For 33 weeks, 50 toes, 50 fingers and six hearts have been beating together until on September 9, 2018 when Allen Nakato, 44 went into labour. The secondary school teacher from Kayunga had an answered prayer of 22 years of childlessness after suffering a miscarriage immediately after she got married.

Hesitant in speech, Nakato wears a smile of excitement about the first miracle babies in East and Central Africa after an (in-vitro fertilization) IVF at Women’s Hospital International and Fertility Centre in Bukoto.

She battled breast cancer until 2015 in which she lost one of her breasts but now shares the joy of nursing three baby girls and two boys.

Nakato had a miscarriage once immediately after she got married but failed to conceive again thereafter. She has tried endless options, went to several doctors but with no success.

She first visited the fertility centre in February 2016 for a consultation. “I told her about what was needed but after a long time, I did not see her, says Dr Ssali Tamale the director of the hospital. “I think it was about the finances.”

The process

Two years later, she reappeared at the hospital ready for the procedure.
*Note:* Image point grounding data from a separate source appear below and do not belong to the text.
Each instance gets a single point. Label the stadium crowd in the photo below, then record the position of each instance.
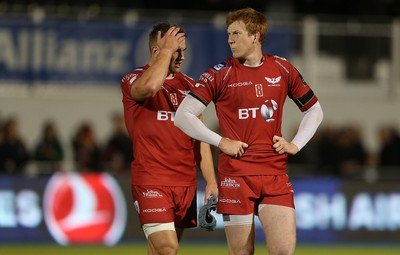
(89, 155)
(334, 151)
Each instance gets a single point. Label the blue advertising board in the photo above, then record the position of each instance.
(65, 51)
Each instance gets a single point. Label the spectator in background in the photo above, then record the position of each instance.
(49, 152)
(87, 153)
(389, 150)
(118, 152)
(351, 157)
(13, 153)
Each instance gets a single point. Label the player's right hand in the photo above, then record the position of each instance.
(171, 39)
(232, 148)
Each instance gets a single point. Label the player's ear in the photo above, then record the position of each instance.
(256, 36)
(155, 50)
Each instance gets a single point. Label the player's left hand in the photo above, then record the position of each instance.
(211, 190)
(282, 146)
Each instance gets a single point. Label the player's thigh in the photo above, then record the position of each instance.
(162, 242)
(279, 225)
(240, 238)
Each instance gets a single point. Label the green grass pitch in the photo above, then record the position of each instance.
(191, 249)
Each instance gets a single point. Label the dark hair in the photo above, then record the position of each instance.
(254, 21)
(163, 27)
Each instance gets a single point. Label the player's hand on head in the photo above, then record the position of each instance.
(171, 39)
(232, 148)
(282, 146)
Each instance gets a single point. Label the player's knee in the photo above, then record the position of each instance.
(151, 228)
(241, 249)
(168, 249)
(281, 250)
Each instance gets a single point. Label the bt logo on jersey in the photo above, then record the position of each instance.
(266, 110)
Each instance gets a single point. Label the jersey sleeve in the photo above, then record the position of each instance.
(206, 89)
(299, 91)
(127, 82)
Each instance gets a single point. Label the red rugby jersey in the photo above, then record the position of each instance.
(249, 105)
(163, 154)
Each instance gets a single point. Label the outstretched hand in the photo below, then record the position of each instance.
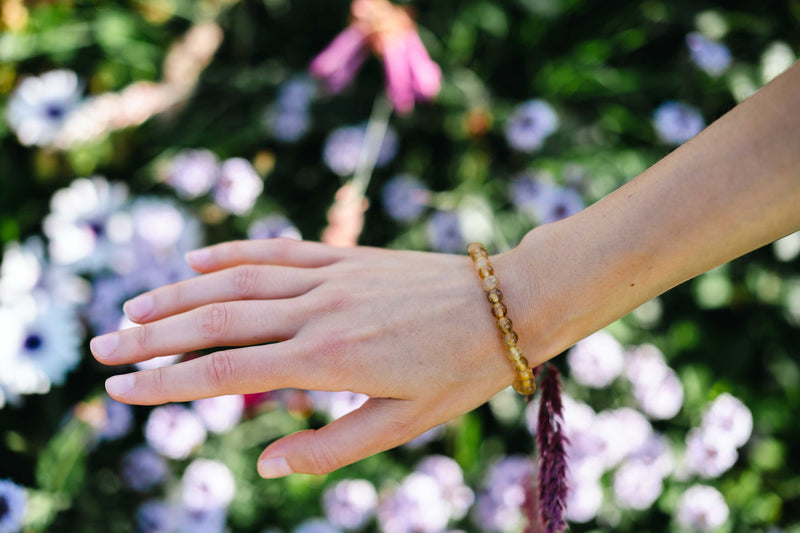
(411, 330)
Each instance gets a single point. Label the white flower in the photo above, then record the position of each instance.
(207, 485)
(221, 413)
(174, 431)
(82, 226)
(41, 344)
(596, 360)
(729, 416)
(709, 452)
(636, 486)
(701, 508)
(40, 105)
(676, 123)
(238, 186)
(350, 503)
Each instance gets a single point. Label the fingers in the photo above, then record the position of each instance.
(237, 371)
(217, 324)
(287, 252)
(378, 425)
(243, 282)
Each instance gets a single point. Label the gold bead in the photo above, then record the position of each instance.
(495, 296)
(514, 352)
(525, 388)
(489, 283)
(510, 338)
(504, 324)
(499, 310)
(476, 250)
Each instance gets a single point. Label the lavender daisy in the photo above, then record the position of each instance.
(39, 107)
(530, 124)
(676, 122)
(13, 503)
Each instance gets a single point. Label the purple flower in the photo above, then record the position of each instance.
(207, 485)
(416, 506)
(450, 477)
(221, 413)
(350, 503)
(316, 525)
(444, 232)
(118, 420)
(192, 173)
(13, 503)
(635, 486)
(143, 469)
(499, 505)
(730, 417)
(711, 57)
(597, 360)
(529, 125)
(552, 442)
(709, 452)
(405, 198)
(174, 431)
(676, 123)
(272, 226)
(156, 516)
(701, 508)
(238, 186)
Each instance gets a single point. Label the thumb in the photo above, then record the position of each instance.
(378, 425)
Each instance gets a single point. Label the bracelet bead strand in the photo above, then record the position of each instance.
(525, 383)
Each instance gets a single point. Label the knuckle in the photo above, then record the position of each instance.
(219, 369)
(143, 334)
(214, 320)
(324, 459)
(245, 279)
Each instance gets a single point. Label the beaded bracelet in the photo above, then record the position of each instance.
(524, 384)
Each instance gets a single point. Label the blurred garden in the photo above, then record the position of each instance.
(133, 132)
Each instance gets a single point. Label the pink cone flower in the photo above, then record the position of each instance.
(387, 30)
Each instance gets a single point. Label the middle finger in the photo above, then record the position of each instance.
(219, 324)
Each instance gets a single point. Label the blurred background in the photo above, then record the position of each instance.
(134, 131)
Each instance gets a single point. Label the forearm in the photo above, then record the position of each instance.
(732, 189)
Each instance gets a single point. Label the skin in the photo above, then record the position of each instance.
(413, 330)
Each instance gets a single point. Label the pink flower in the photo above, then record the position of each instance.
(389, 32)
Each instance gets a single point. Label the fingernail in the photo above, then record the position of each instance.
(103, 346)
(273, 467)
(139, 307)
(198, 257)
(119, 385)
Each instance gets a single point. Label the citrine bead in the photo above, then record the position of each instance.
(476, 250)
(510, 338)
(504, 324)
(485, 271)
(499, 310)
(526, 388)
(489, 283)
(495, 296)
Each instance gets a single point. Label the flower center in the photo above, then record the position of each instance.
(54, 112)
(32, 342)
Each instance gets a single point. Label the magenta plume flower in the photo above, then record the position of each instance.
(552, 454)
(388, 31)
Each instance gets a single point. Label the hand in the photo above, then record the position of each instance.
(411, 330)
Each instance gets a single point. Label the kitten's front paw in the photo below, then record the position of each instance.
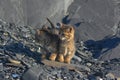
(53, 57)
(60, 58)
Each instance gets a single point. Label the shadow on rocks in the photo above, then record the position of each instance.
(102, 46)
(20, 48)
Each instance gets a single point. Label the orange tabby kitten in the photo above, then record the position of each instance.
(49, 42)
(66, 43)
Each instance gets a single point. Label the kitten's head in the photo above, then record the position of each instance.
(66, 32)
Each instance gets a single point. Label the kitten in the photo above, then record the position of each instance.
(66, 43)
(49, 42)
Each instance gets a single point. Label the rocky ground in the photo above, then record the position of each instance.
(20, 59)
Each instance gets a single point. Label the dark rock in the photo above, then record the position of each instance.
(33, 73)
(1, 66)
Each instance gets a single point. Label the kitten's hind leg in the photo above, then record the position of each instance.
(53, 56)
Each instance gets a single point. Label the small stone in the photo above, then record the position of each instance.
(89, 64)
(7, 76)
(15, 75)
(1, 66)
(110, 76)
(118, 78)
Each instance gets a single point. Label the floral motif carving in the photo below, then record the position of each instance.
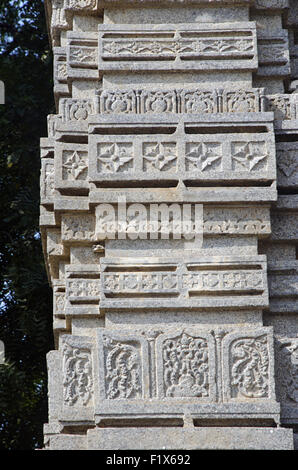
(280, 105)
(77, 376)
(48, 186)
(204, 156)
(59, 301)
(118, 102)
(77, 110)
(81, 4)
(288, 162)
(239, 221)
(185, 366)
(83, 288)
(160, 156)
(78, 227)
(273, 54)
(62, 71)
(249, 367)
(205, 280)
(122, 362)
(83, 55)
(241, 101)
(158, 102)
(199, 102)
(177, 47)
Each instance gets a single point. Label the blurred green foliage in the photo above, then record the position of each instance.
(25, 296)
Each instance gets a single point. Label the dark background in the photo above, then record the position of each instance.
(25, 296)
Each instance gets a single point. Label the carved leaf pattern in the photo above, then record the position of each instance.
(249, 155)
(186, 367)
(249, 367)
(77, 376)
(203, 156)
(122, 369)
(115, 157)
(161, 156)
(177, 47)
(288, 162)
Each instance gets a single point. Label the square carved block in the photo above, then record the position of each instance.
(71, 166)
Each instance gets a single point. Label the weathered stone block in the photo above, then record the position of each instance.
(181, 47)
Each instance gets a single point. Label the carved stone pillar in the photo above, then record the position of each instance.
(168, 236)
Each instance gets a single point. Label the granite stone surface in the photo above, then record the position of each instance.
(169, 223)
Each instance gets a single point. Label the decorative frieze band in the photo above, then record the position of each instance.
(181, 47)
(132, 283)
(189, 153)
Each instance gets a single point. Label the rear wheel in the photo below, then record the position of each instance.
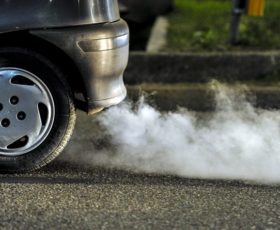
(37, 115)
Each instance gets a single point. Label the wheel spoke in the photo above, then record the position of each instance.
(20, 115)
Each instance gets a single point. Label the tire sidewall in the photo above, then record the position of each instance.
(54, 80)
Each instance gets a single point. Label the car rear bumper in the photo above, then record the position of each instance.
(100, 52)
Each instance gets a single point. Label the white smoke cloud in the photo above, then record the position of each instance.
(237, 141)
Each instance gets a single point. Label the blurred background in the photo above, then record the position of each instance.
(201, 25)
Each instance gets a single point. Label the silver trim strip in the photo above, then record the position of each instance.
(104, 44)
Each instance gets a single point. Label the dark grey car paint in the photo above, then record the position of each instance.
(31, 14)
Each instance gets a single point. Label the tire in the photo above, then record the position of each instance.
(37, 113)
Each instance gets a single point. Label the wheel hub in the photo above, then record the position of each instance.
(26, 111)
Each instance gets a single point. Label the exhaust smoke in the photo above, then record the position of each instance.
(236, 141)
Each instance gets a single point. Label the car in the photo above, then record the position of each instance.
(56, 56)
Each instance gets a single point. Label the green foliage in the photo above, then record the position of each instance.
(203, 25)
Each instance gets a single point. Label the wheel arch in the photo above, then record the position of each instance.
(24, 39)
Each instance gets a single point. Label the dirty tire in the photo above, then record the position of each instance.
(42, 130)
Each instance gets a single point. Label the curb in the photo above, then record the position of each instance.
(229, 67)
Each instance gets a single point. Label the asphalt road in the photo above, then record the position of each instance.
(67, 194)
(70, 196)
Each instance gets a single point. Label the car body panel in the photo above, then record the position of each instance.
(100, 52)
(31, 14)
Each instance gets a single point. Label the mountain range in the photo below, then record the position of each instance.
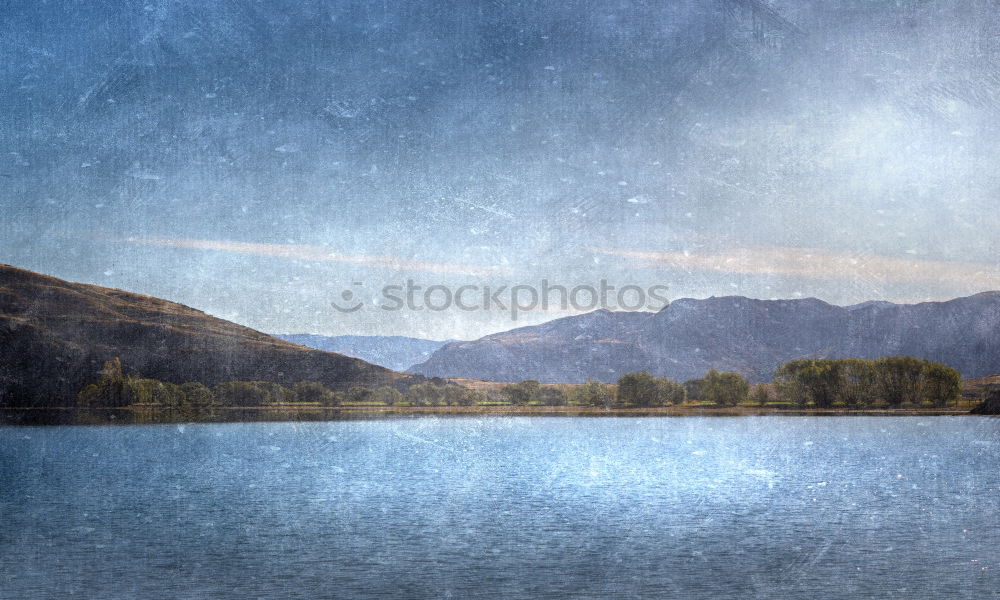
(752, 337)
(55, 336)
(391, 351)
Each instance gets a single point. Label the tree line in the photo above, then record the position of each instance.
(891, 382)
(115, 389)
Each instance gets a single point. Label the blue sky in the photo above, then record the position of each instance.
(255, 159)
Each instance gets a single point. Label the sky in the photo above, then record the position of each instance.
(262, 160)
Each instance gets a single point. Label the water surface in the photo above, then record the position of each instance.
(768, 507)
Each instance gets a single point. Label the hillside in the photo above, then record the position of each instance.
(55, 336)
(391, 351)
(752, 337)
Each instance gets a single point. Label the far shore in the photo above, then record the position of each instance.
(146, 415)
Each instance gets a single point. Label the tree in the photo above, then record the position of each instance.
(312, 392)
(240, 393)
(760, 394)
(897, 379)
(818, 381)
(552, 396)
(858, 383)
(522, 394)
(638, 389)
(724, 389)
(360, 395)
(197, 394)
(593, 393)
(669, 391)
(693, 389)
(940, 384)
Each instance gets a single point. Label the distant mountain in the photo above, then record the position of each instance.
(393, 352)
(688, 337)
(55, 335)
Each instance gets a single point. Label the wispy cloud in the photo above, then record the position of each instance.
(821, 264)
(321, 254)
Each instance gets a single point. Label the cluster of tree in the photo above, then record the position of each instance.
(853, 382)
(820, 383)
(431, 394)
(116, 388)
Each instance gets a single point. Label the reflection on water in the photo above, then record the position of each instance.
(504, 507)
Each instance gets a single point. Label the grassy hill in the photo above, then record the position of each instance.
(55, 335)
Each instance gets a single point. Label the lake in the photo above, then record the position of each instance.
(531, 507)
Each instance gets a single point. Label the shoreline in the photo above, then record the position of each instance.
(48, 416)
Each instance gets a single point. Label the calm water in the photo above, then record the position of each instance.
(505, 507)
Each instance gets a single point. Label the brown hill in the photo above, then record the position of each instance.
(55, 335)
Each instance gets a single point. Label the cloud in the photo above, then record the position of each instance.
(320, 254)
(815, 263)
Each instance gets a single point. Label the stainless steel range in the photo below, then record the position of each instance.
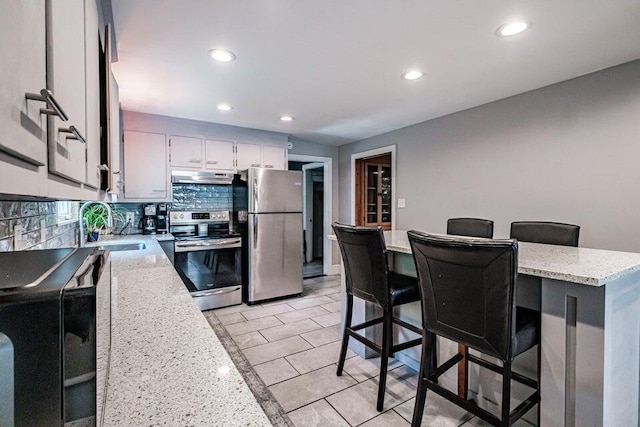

Dr Ssali later realized that she had blocked tubes from the miscarriage and her husband also had low sperm count so it was hard for her to conceive naturally.

“We then got six eggs from her uterus and sperms from her husband and fertilized them to make an embryo. After three days, six embryos had developed which were then transferred into her uterus using the Intra Cytoplasmic Sperm Injection,” he says.

The transfer of the embryo was done on February 9, 2018 and they all were transferred bearing in mind that sometimes the embryos shrink. On March 6, when a scan was done, the doctors noticed that she had five babies.

Nakato says, “I was very shocked because I had not heard of such a thing. I heard women having quadruplets but not five. I feared I would not be able to carry them but with the counseling from the doctors, I learnt to accept it.”

After conception, she went back and continued teaching. “I followed the advice from the doctors and not even once did I fall sick during pregnancy. I stopped working at week 27 and the doctors recommended bed rest.

Apart from the close family members from her side, Nakato has kept the number of babies a secret even from her husband. “He knows that I gave birth but not with the number. I only want him to find out when he comes to hospital. I am now looking around for mothers that can help me breastfeed.”